The structure shown in fig. 4 is different from those of embodiments 1 and 2 in that a driving mechanism such as a motor is not employed. The screw is rotated manually. Is suitable for the occasions of small boring devices or small-size holes. The utility model provides a high accuracy bore hole device of manual regulation bore hole diameter, includes boring cutter body 1, and the last circumference of boring cutter body 1 sets up boring cutter 2, still includes screw rod 5, sets up two screw thread sections that the screw thread direction is the same, the screw pitch is different on the screw rod 5, is left thread section 51 and right thread section 52 respectively. A left tool apron 8 and a right tool apron 9 are arranged on the boring cutter body 1 in a sliding mode, and boring cutters 2 are arranged on the left tool apron 8 and the right tool apron 9 respectively. The left tool apron 8, the right tool apron 9 and the screw 5 are respectively connected through a left thread section 51 and a right thread section 52. The left tool apron 8, the screw 5 and the right tool apron 9 are integrally arranged on the boring tool body 1 in a sliding mode. The screw comprises a polished rod section 50, and the polished rod section 50 is manually rotated to drive the screw 5 to rotate.

The polished rod section 50 is arranged between the left-hand thread section 51 and the right-hand thread section 52; the polished rod section 50 is provided with an annular adjusting ring 12 which is sleeved on the polished rod section 50 and rotates together with the polished rod section 50. The adjusting ring 12 can be provided with rough surface, so that the screw rod 5 can be conveniently rotated by applying force by hands, and the boring device is suitable for being small and convenient to adjust. The tail end of the adjusting ring 12 is provided with a handle 13, and an avoiding groove is formed in the position, corresponding to the handle 13, of the boring cutter body 1. The escape groove is used to give the handle 13 a larger movement space.

In specific implementation, the handle 13 is rotated to rotate the screw rod 5, so that the position between the left tool apron 8 and the right tool apron 9 is adjusted, and the diameter of the reamed hole is adjusted.

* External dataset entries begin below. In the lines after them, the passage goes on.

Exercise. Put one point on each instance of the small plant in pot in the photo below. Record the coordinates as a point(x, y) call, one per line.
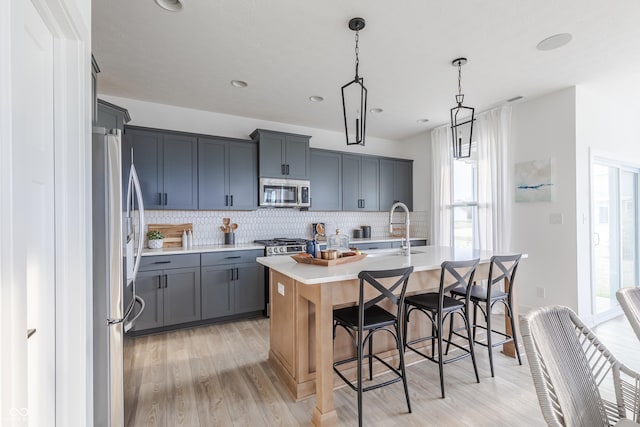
point(156, 239)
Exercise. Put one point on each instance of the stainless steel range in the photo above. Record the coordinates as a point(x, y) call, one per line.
point(283, 246)
point(277, 247)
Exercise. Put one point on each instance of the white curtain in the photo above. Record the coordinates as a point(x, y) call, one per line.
point(441, 192)
point(494, 219)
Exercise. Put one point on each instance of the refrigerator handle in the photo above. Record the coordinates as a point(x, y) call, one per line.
point(131, 323)
point(128, 312)
point(134, 184)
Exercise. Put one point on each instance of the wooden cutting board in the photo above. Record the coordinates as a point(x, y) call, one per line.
point(172, 233)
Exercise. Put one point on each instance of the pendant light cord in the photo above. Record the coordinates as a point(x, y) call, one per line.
point(357, 50)
point(459, 77)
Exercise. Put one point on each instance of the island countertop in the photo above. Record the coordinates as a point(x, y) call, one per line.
point(422, 258)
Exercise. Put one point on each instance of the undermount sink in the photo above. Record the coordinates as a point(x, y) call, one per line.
point(389, 252)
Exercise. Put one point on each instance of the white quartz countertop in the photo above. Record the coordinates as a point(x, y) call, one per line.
point(422, 258)
point(202, 248)
point(250, 246)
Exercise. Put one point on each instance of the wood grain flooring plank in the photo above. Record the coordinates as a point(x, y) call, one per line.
point(218, 375)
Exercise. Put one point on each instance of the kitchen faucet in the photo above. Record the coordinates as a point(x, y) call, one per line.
point(406, 246)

The technical features of the embodiments described above may be arbitrarily combined, and for the sake of brevity, all possible combinations of the technical features in the embodiments described above are not described, but should be considered as being within the scope of the present specification as long as there is no contradiction between the combinations of the technical features.

Claims (1)

1. The high-precision boring device comprises a boring cutter body, wherein a boring cutter is arranged on the boring cutter body, and the high-precision boring device is characterized in that: the screw rod is provided with two thread sections with the same thread direction and different thread pitches, namely a left thread section and a right thread section; a left tool apron and a right tool apron are slidably arranged on the boring tool body, and boring tools are respectively arranged on the left tool apron and the right tool apron; the left tool apron, the right tool apron and the screw are respectively connected through a left thread section and a right thread section; the driving mechanism drives the screw rod to rotate; the left cutter holder, the screw and the right cutter holder are integrally arranged on the boring cutter body in a sliding manner; the screw comprises a polished rod section arranged between a left threaded section and a right threaded section, a driven gear which rotates together with the polished rod section in a matched manner is arranged on the polished rod section, the driving mechanism comprises a telescopic motor and a speed reducing mechanism which are arranged on the boring cutter body, the speed reducing mechanism comprises an output shaft, a driving gear is arranged on the output shaft, the driving gear is meshed with the driven gear, the thickness of the driving gear is larger than that of the driven gear, and the driven gear and the driving gear slide and are always meshed in the sliding process; the telescopic motor is a servo motor.